On their Thanks for Donating page, World Bicycle Relief includes an eye-catching call to fundraise to encourage donors to keep their momentum going after making a gift.
Focus on social media
Social media is the meat and potatoes of peer-to-peer fundraising. It’s where your supporters go to promote their personal campaigns, and it’s also where you can go to reach new fundraisers.
Aside from posts to let your current followers know about the need for fundraisers, keep an eye out for mentions of your organization, cause or related topics and join the conversation with a way to spread the word and support. Follow hashtags that mean something to your organization and chime in when it makes sense to do so. You may even be able to snag a testimonial or two to use in your promotions.
Facebook also makes it easy for organizations to comment on fundraisers that are being held on their behalf. It’s a great practice to comment with a message of thanks and encouragement.
Check out this example of One Warm Coat cheering on a young fundraiser. Social media is a great opportunity to share current and past campaigns with your audience to entice new participants. Others have done it — they can, too.
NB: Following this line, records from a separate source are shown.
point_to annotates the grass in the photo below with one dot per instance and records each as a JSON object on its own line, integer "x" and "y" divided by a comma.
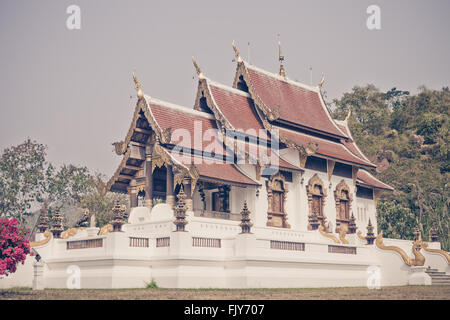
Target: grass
{"x": 156, "y": 293}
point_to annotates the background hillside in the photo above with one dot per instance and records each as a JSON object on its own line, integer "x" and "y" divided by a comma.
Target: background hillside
{"x": 407, "y": 136}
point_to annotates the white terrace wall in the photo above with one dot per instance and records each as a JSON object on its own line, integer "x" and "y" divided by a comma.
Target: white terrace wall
{"x": 270, "y": 257}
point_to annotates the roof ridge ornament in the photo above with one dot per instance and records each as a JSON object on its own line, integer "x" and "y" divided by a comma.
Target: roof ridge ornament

However you decide to promote your peer-to-peer fundraising efforts this year-end, there’s no denying the potential that these campaigns have to elevate your overall strategy, bring in new supporters and help you reach your fundraising goals. So have some fun with it!
Are you making peer-to-peer fundraising part of your year-end campaign? How are you planning to promote these campaigns to your audience? Let’s talk strategy in the comments.